Non è un raptus di follia, né si tratta di dramma della gelosia. Si chiama: femminicidio. È la punta dell’iceberg, l’ultimo atto di una violenza reiterata sulla vita delle donne. Non è un fenomeno con cui bisogna convivere; tutt’altro è una vergogna di cui il nostro Paese deve liberarsi. Per riuscirci ognuno deve fare la propria parte: la cosiddetta società civile con una vera e propria rivoluzione culturale, la politica con provvedimenti mirati al contrasto e alla prevenzione della violenza maschile sulle donne.
In questo quadro i centri antiviolenza svolgono un ruolo fondamentale in ottica di prevenzione e aiuto. Ma molte di queste strutture non riescono ad andare avanti per i continui tagli, per le difficoltà ad accedere periodicamente alle programmazioni regionali.

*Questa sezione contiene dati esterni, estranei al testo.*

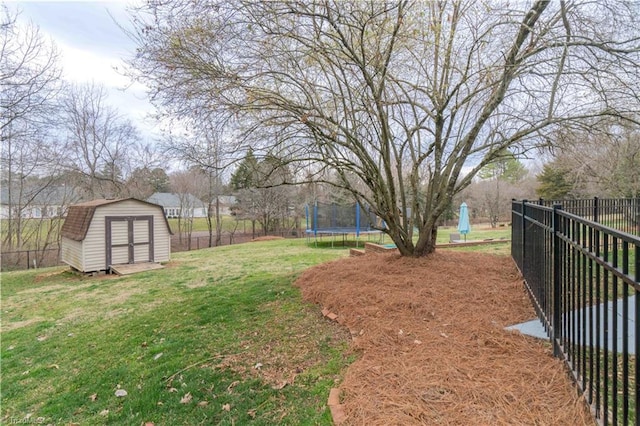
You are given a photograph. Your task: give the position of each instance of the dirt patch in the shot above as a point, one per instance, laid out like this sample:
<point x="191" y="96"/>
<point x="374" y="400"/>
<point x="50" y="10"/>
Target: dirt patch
<point x="433" y="345"/>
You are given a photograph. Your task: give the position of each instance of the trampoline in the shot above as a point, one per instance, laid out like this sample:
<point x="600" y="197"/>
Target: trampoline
<point x="341" y="220"/>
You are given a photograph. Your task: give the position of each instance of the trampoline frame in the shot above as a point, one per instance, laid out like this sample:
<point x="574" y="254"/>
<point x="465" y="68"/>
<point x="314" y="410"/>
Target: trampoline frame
<point x="335" y="231"/>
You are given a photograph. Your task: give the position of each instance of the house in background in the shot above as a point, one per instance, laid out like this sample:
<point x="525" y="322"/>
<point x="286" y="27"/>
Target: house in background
<point x="179" y="205"/>
<point x="36" y="202"/>
<point x="227" y="202"/>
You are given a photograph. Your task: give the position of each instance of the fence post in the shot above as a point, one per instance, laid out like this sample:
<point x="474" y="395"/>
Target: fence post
<point x="523" y="241"/>
<point x="555" y="326"/>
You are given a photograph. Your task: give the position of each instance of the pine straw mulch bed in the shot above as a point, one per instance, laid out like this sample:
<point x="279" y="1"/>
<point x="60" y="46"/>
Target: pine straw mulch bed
<point x="432" y="344"/>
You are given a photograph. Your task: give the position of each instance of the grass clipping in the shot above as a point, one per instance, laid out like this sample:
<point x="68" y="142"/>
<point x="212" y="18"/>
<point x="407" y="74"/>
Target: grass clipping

Oltre ad un impegno istituzionale che io insieme a tutto il gruppo parlamentare di Sel ci siamo assunti con una proposta di legge contro il femminicidio, sentivo il bisogno personale e politico di visitare questi spazi, questi presidi democratici. Per avere la possibilità di ascoltare dalla viva voce delle operatrici le difficoltà in cui si ritrovano ad operare, per riuscire grazie all’osservazione diretta delle strutture a capire le differenze che intercorrono tra una regione e l’altra.

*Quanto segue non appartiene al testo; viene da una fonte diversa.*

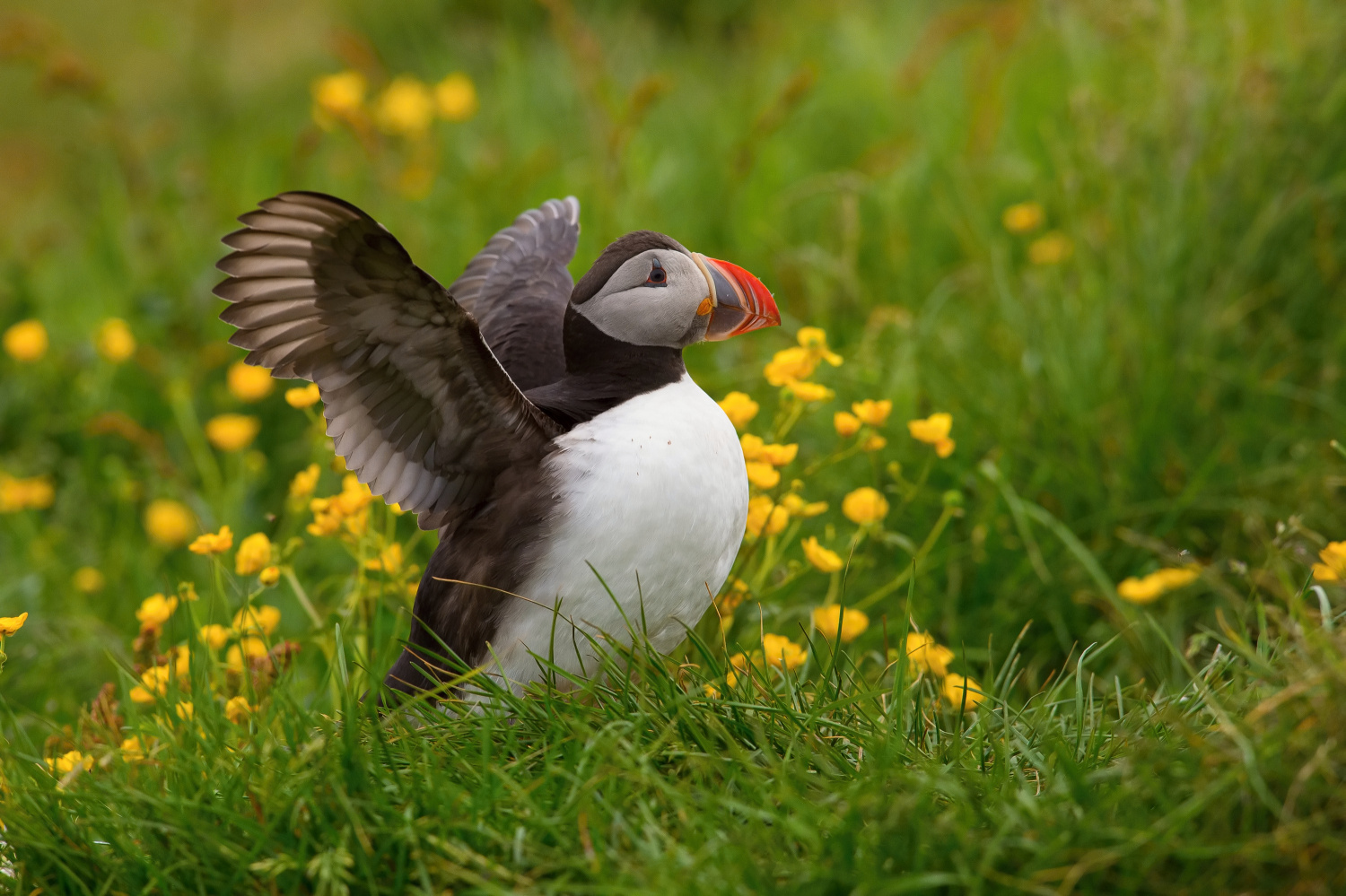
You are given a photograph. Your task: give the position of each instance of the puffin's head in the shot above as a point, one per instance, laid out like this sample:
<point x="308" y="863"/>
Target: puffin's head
<point x="646" y="290"/>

Un viaggio, uno strumento utile per prendere ancor di più coscienza del lavoro prezioso portato avanti in maniera silenziosa e quotidiana dalle donne. Un viaggio per poter rafforzare un impegno non su dei numeri, dei dati ma sulla carne viva delle persone. Vive sono le donne che ci lavorano, vive sono le donne che si rivolgono ai centri. Per prevenire il femminicidio, per non essere ancora di fronte al bollettino di guerra che tiene dentro donne di tutte le età, nazionalità e ceti sociali.

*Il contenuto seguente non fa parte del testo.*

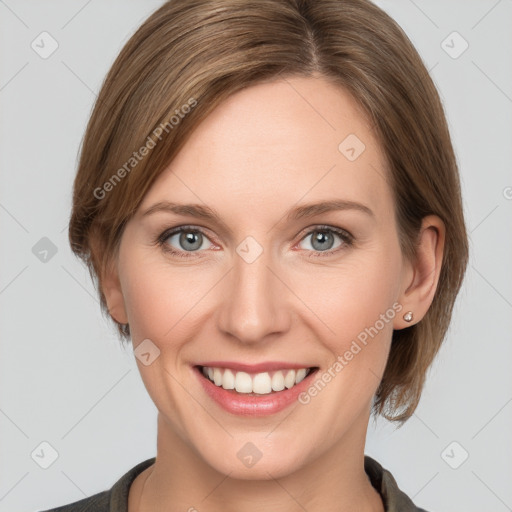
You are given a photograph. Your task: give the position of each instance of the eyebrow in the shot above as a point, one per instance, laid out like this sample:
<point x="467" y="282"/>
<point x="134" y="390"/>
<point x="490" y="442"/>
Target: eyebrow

Ho deciso di intitolare questo viaggio #RestiamoVive, per segnalare la capacità di vincere e non quello di essere sconfitte dalla violenza. Tutto questo è stato possibile immaginarlo grazie alla disponibilità dei centri antiviolenza, a cui va da parte mia una sincera gratitudine. Alla fine di queste visite il mio desiderio è quello di formulare un lavoro strutturato che possa fare emergere le istanze e le vertenze che attraversano questi luoghi.

La prima parte si è composta di 8 tappe che mi hanno portato dal Sud al Nord della penisola. Siamo partiti lunedì 13 maggio dal centro “Roberta Lanzino” di Cosenza. Passando dal centro “Maree” di Roma (15 maggio), il centro “Ester Scadaccione” di Potenza (20/5), il centro “Voce donna Onlus” di Pordenone (8/6), il centro “Donna Lilith” di Latina (15/06), il Centro Veneto Progetti Donna di Padova (8/7), il centro “Donna Giustizia” di Ferrara (13/7), per finire questa ricognizione iniziale col centro Casa delle donne per non subire violenza Onlus di Bologna (13/7).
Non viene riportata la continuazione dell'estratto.